Goldman Sachs asked Staff to Work from Home as COVID-19 cases rise
Investment banking company Goldman Sachs has asked its staff in Bengaluru to return working from home in the wake of rising Coronavirus infection in the city.
This is reversing moves as earlier the company asked its employees to get back to offices.
Commenting on India’s office move, a spokesman for the bank in New York said, “We continue to work on plans to return our people to the office safely, and those plans will vary division by division, country by country, city by city.

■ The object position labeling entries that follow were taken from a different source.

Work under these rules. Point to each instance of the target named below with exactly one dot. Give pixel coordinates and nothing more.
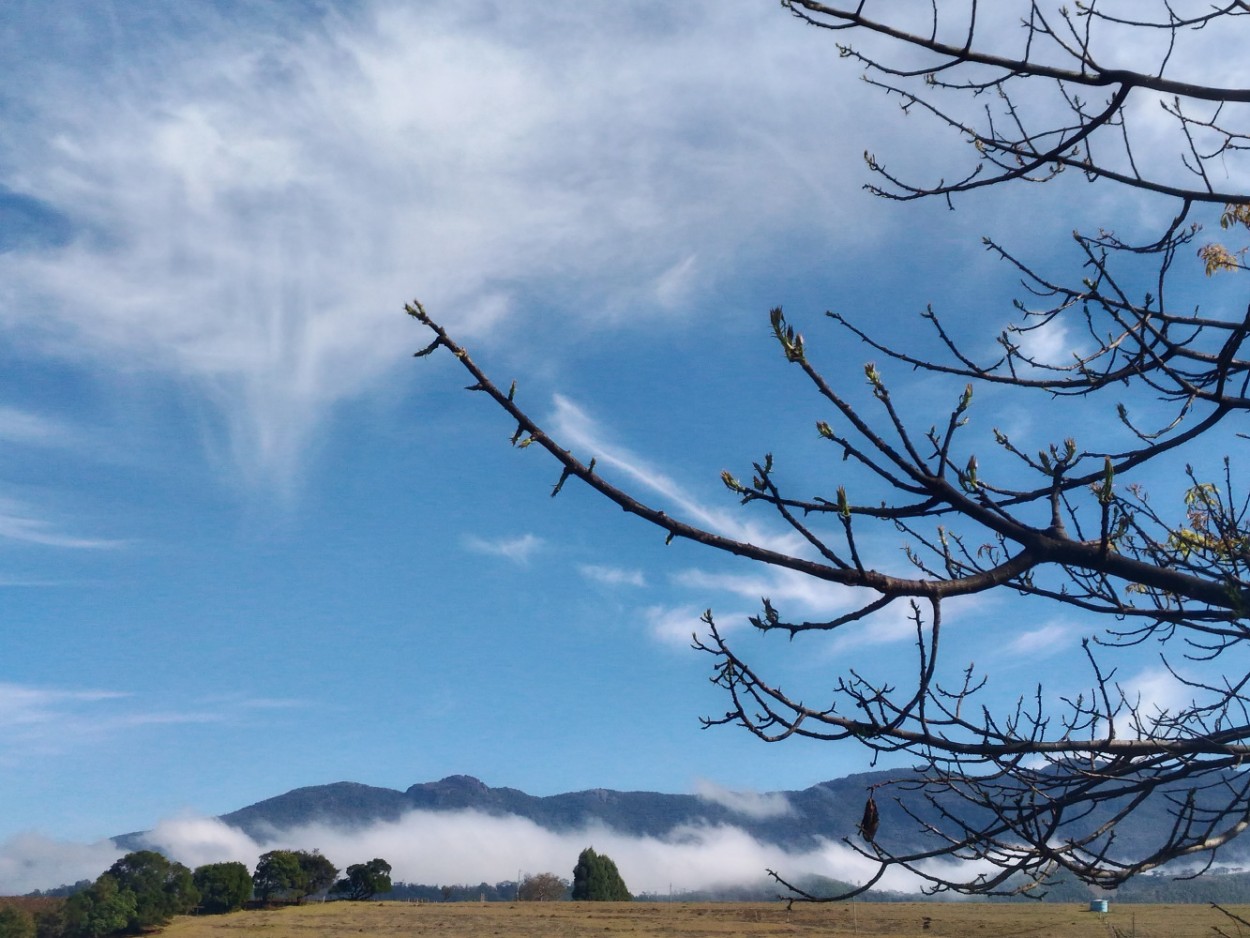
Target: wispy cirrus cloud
(39, 722)
(518, 549)
(576, 429)
(248, 204)
(23, 523)
(611, 575)
(28, 428)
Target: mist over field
(451, 848)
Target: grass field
(566, 919)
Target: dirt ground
(566, 919)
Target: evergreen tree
(223, 887)
(100, 909)
(595, 878)
(161, 887)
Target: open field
(566, 919)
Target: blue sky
(248, 543)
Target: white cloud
(469, 847)
(251, 206)
(611, 575)
(578, 430)
(750, 804)
(20, 522)
(40, 722)
(1043, 642)
(678, 624)
(23, 427)
(30, 862)
(779, 585)
(515, 549)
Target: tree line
(145, 889)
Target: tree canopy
(595, 878)
(223, 887)
(1040, 93)
(364, 881)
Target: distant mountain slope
(826, 811)
(799, 819)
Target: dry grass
(566, 919)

“There’s no word on how long the work-from-home will continue but my guess is that we won’t be returning to the office for the next three to four months.” the spokesman said.
Goldman Sachs employs about 7,000 staff, involved in various functions including technology, finance, and human resources, trading, and consumer banking business in the Bengaluru office.
India earlier reported a new variant of the coronavirus as new infections and deaths nationwide hit the highest this year, prompting the imposition of new restrictions in some states.
According to the NDTV report, Bengaluru noted 1,280 new infections on Tuesday, according to city data, and several sources at Goldman said that teams had been told to return to working from home ahead of an all-office townhall call at 2 pm local time on Thursday.
In March so far, nearly 14,000 new cases have been reported, more than twice the number recorded in February.
India has detected a new “double mutant” COVID-19 variant in states like Maharashtra and Delhi as it recorded the highest ever one-day spike in cases and deaths from the disease this year with the Centre on Wednesday saying the surge in Maharashtra and Punjab is of “grave concern”.
The Union Health Ministry said the new “double mutant” variant of SARS-CoV-2 was detected in Delhi, Maharashtra, and some other places in addition to the three “variants of concern” — first noticed in the UK, South Africa, and Brazil — that have been found in at least 18 states and union territories.